Et s’adressant ensuite au jeune voyageur :
— Vous ici ! mon pauvre enfant ! par quel hasard ?
— Oh ! toute une histoire trop longue à dire ; mais que je suis heureux de vous rencontrer, mon cher professeur, vous allez au moins me dire où je suis, et comment faire pour gagner Mézières, Charleville et la Semois.
— C’est bien loin, mon ami. Et que de risques d’ici là ! Le camp de concentration où mon devoir m’obligerait à vous envoyer, si...
— Si depuis dix ans vous ne m’aviez pas appris l’allemand et le violon, si vous n’aviez pas été notre ami, bref, si en changeant de costume vous aviez changé de cœur.
— Oui, justement, René, je n’ai pas pu changer de cœur. Vivant à Paris, marié à une Française, j’ai aimé la France, et aujourd’hui, forcé d’obéir à la loi de mon pays, je souffre.
— Ah ! ce que je vous comprends ! Et mon ami Charles, où vit-il ?
— Mon fils est avec ea mère, chez mes beaux-parents, à Rennes. Mon cher René, que de tristesses pour nous tous !
— Monsieur Hartmann, ne pourriez-vous me faire monter dans un train jusqu’à Mézières. Si vous saviez quelle hâte j’ai d’arriver ; surtout, soyez sans crainte, mon but n’a rien de politique, il s’agit de choses absolument privées, aidez-moi...
René, câlin, doux, gentil comme il l’était à Paris quand il allait trois fois par semaine chez le professeur d’allemand et de musique, avait gardé en lui une absolue confiance. Cet homme, venu à Paris pour y gagner sa vie, était Bavarois, bon catholique ; il passait ses dimanches, la plupart du temps, au patronage de l’abbé Pierre qu’il aidait, en tenant l’orgue de la chapelle, et en apprenant le chant grégorien aux jeunes gens. Iohan Hartmann, marié à une Bretonne, n’avait pas l’âme féroce, la kulture avait glissé sur lui, et il avait été grandement surpris et désolé au mois de juillet 1914, quand un ordre de mobilisation l’avait atteint en pleine quiétude.
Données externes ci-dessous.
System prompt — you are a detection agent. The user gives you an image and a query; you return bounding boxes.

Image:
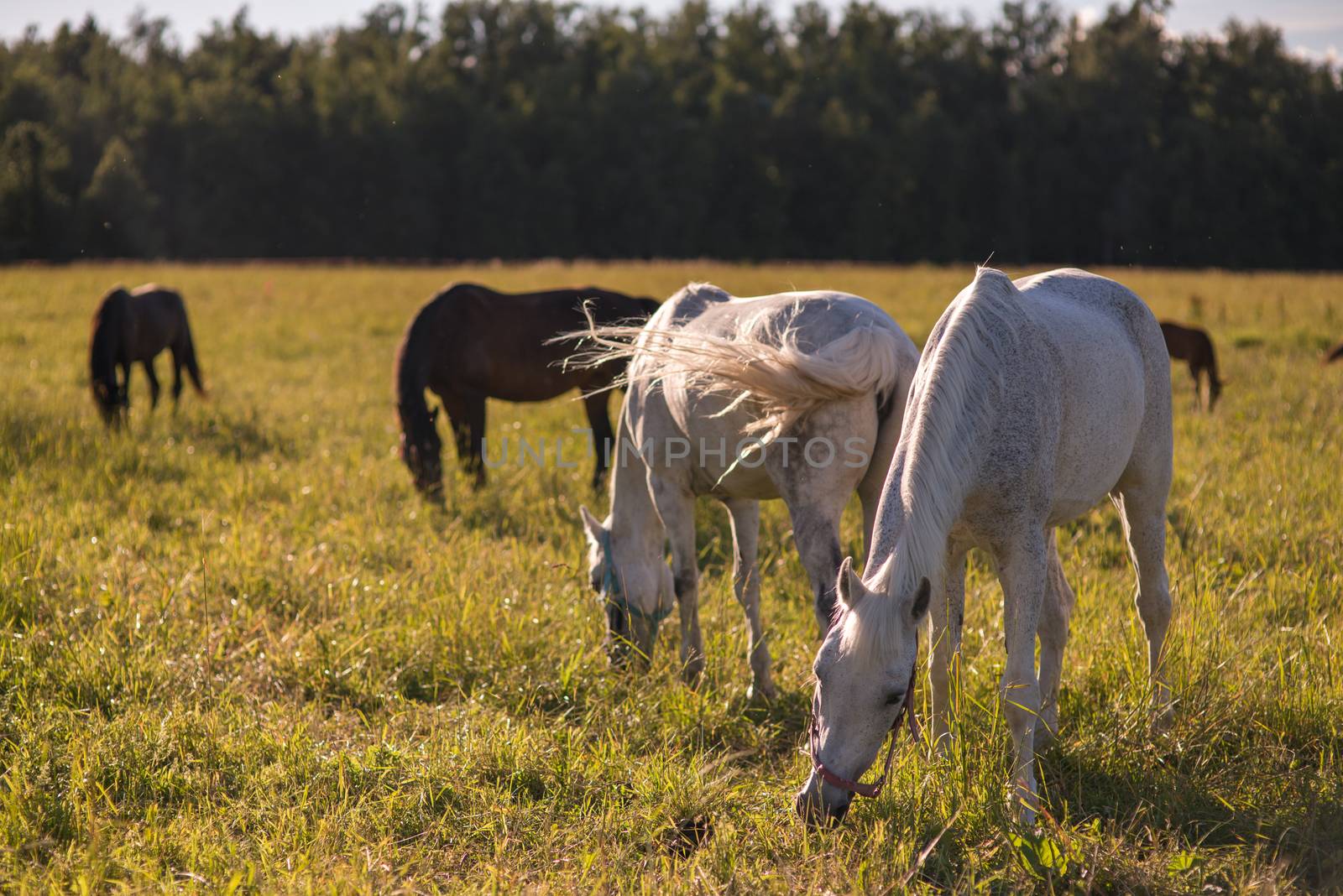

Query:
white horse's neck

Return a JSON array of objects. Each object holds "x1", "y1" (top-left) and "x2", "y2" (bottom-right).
[{"x1": 609, "y1": 408, "x2": 665, "y2": 554}]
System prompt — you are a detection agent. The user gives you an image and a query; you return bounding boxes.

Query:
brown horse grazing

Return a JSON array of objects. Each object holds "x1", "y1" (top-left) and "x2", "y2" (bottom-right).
[
  {"x1": 1162, "y1": 320, "x2": 1222, "y2": 410},
  {"x1": 89, "y1": 283, "x2": 206, "y2": 426},
  {"x1": 396, "y1": 283, "x2": 658, "y2": 497}
]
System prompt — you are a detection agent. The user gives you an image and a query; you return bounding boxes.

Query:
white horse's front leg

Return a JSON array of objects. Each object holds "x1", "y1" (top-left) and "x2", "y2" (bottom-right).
[
  {"x1": 724, "y1": 499, "x2": 776, "y2": 701},
  {"x1": 650, "y1": 477, "x2": 703, "y2": 684},
  {"x1": 928, "y1": 551, "x2": 965, "y2": 753},
  {"x1": 995, "y1": 531, "x2": 1048, "y2": 825}
]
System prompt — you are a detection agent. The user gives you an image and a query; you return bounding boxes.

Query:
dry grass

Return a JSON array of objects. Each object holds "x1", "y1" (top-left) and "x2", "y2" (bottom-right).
[{"x1": 0, "y1": 263, "x2": 1343, "y2": 892}]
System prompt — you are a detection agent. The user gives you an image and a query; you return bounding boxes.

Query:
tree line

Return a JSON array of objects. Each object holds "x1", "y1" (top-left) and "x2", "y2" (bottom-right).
[{"x1": 0, "y1": 0, "x2": 1343, "y2": 267}]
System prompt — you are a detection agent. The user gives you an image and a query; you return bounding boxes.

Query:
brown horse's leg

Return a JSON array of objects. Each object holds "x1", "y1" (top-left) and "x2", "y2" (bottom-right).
[
  {"x1": 583, "y1": 392, "x2": 615, "y2": 488},
  {"x1": 139, "y1": 358, "x2": 159, "y2": 410},
  {"x1": 114, "y1": 361, "x2": 130, "y2": 425},
  {"x1": 436, "y1": 392, "x2": 472, "y2": 470},
  {"x1": 466, "y1": 394, "x2": 485, "y2": 488},
  {"x1": 172, "y1": 349, "x2": 181, "y2": 413},
  {"x1": 1189, "y1": 361, "x2": 1204, "y2": 410}
]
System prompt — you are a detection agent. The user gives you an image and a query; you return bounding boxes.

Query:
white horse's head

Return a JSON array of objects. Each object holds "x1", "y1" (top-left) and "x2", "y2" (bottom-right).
[
  {"x1": 794, "y1": 558, "x2": 932, "y2": 824},
  {"x1": 579, "y1": 507, "x2": 676, "y2": 667}
]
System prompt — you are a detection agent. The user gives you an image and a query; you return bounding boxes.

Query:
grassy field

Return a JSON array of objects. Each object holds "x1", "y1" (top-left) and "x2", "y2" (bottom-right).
[{"x1": 0, "y1": 263, "x2": 1343, "y2": 893}]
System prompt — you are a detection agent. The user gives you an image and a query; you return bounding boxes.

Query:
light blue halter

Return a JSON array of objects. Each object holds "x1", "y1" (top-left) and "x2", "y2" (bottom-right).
[{"x1": 602, "y1": 529, "x2": 672, "y2": 633}]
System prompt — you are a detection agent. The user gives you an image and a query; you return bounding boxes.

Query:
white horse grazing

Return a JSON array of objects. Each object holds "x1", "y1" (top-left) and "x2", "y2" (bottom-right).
[
  {"x1": 567, "y1": 284, "x2": 918, "y2": 697},
  {"x1": 795, "y1": 268, "x2": 1171, "y2": 822}
]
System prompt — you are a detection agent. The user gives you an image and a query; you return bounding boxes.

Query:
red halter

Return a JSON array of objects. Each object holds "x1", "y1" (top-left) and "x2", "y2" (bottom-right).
[{"x1": 807, "y1": 643, "x2": 918, "y2": 798}]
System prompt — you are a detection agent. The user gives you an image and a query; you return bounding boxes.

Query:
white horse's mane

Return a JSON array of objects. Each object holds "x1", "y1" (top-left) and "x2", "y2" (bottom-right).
[
  {"x1": 841, "y1": 267, "x2": 1019, "y2": 667},
  {"x1": 562, "y1": 283, "x2": 901, "y2": 441}
]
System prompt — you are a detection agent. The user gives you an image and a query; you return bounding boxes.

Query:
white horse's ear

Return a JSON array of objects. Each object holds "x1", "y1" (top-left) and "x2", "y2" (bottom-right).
[
  {"x1": 579, "y1": 504, "x2": 603, "y2": 544},
  {"x1": 909, "y1": 576, "x2": 932, "y2": 623},
  {"x1": 835, "y1": 557, "x2": 868, "y2": 610},
  {"x1": 868, "y1": 554, "x2": 896, "y2": 594}
]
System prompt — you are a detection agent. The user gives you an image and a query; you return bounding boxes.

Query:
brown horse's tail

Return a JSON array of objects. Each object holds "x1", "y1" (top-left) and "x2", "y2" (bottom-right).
[
  {"x1": 89, "y1": 287, "x2": 128, "y2": 425},
  {"x1": 177, "y1": 296, "x2": 206, "y2": 396}
]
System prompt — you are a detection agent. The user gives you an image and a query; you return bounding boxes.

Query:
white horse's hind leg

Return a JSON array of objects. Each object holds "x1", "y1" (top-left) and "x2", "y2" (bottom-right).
[
  {"x1": 1115, "y1": 486, "x2": 1171, "y2": 721},
  {"x1": 724, "y1": 499, "x2": 775, "y2": 701},
  {"x1": 650, "y1": 477, "x2": 703, "y2": 684},
  {"x1": 1036, "y1": 533, "x2": 1077, "y2": 750},
  {"x1": 928, "y1": 550, "x2": 965, "y2": 753},
  {"x1": 995, "y1": 530, "x2": 1048, "y2": 825}
]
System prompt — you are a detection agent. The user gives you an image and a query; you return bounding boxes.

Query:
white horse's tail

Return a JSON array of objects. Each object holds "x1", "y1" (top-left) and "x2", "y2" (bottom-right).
[{"x1": 562, "y1": 304, "x2": 901, "y2": 441}]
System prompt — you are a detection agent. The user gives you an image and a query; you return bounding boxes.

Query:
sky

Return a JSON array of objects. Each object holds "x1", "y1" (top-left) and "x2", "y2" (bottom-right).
[{"x1": 0, "y1": 0, "x2": 1343, "y2": 59}]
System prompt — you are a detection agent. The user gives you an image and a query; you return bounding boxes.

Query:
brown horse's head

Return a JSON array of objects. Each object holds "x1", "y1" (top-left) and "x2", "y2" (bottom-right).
[
  {"x1": 398, "y1": 404, "x2": 443, "y2": 499},
  {"x1": 89, "y1": 286, "x2": 130, "y2": 426}
]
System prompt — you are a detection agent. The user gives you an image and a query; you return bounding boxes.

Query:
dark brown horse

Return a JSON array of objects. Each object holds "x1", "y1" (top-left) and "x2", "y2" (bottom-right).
[
  {"x1": 1162, "y1": 320, "x2": 1222, "y2": 410},
  {"x1": 396, "y1": 283, "x2": 658, "y2": 497},
  {"x1": 89, "y1": 283, "x2": 206, "y2": 426}
]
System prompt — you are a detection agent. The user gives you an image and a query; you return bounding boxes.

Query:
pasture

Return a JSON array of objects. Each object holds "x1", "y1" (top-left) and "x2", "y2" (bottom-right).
[{"x1": 0, "y1": 263, "x2": 1343, "y2": 893}]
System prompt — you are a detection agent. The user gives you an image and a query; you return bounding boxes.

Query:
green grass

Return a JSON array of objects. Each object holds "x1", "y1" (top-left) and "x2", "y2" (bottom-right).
[{"x1": 0, "y1": 263, "x2": 1343, "y2": 892}]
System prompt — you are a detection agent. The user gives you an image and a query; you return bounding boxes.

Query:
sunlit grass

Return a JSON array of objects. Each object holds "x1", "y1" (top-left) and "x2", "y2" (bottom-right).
[{"x1": 0, "y1": 263, "x2": 1343, "y2": 892}]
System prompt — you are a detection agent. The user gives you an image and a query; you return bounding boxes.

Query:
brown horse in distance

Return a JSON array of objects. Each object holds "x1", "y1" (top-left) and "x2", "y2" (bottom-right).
[
  {"x1": 89, "y1": 283, "x2": 206, "y2": 426},
  {"x1": 1162, "y1": 320, "x2": 1222, "y2": 410},
  {"x1": 396, "y1": 283, "x2": 658, "y2": 497}
]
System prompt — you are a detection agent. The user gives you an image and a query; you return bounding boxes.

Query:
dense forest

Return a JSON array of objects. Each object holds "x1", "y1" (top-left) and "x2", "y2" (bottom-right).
[{"x1": 0, "y1": 0, "x2": 1343, "y2": 267}]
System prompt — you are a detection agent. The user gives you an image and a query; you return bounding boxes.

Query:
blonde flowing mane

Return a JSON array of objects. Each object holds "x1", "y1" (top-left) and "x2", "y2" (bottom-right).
[
  {"x1": 559, "y1": 283, "x2": 902, "y2": 441},
  {"x1": 841, "y1": 267, "x2": 1021, "y2": 664}
]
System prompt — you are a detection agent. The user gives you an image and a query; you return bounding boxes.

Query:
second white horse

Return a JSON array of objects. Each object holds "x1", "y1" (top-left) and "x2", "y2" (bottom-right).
[{"x1": 582, "y1": 284, "x2": 918, "y2": 696}]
Mais il avait dû obéir, ayant encore à Munich son vieux père qui eût été fort maltraité si son fils avait été condamné comme déserteur.
Il réfléchissait à la pénible situation où le plaçait l’arrivée imprévue de son élève. En ce moment, il était maître sur cette voie dont on l’avait chargé. Après... il avait bien son frère Ulric qui commandait la place de Rethel, mais celui-ci, élevé à Ratisbonne, très Allemand, que ferait-il ?
René, anxieux, attendait. Hartmann reprit :
— Ecoutez, je vais toujours vous emmener ce soir à Rethel, nous avons un train de ballast, je vous prendrai avec moi. Surtout, ne parlez qu’allemand, vous serez mon neveu.,., allant rejoindre son père.
— Merci, fit simplement René ; si je pouvais un, jour rendre service à Charles, je le voudrais. Quand partons-nous ?
— Pas avant la chute du jour. En attendant, vous voyez là-bas cette petite tente. C’est une cantine pour les ouvriers, il y a un petit fourneau et quelques subsides.
— Ah ! tant mieux ! j’ai tellement soif !
— Allez-y, mon enfant ; avez-vous de l’argent ?
— Oui, merci, j’ai tout ce qu’il me faut.
— Est-ce sûr ? Vous ne pouvez offrir de l’argent français sans vous compromettre, vous êtes ici en Allemagne.
— Ici, c’est la Champagne !
— Certainement… mais allemande. Voici un mark.
— Oh ! non.
— René, vous me feriez de la peine. J’ai si souvent dîné chez vous, à Paris. Et votre oncle Pierre ?
— Soldat !
— Mon Dieu ! J’ai réussi à ne nas avoir encore tiré un coup de fusil… Je suis dans ce que vous appelez les tringlots, mais allez vous restaurer ; avant deux heures, il fera nuit et nous partirons.
L’enfant s’éloigna radieux. Une fois de plus sa devise sortit de ses lèvres.
— « J’arriverai ! Dieu le veut ! » Tout de même, cela me blesse un peu de passer pour un Boche… Bah ! c’est comme si je jouais la comédie au patronage de mon oncle.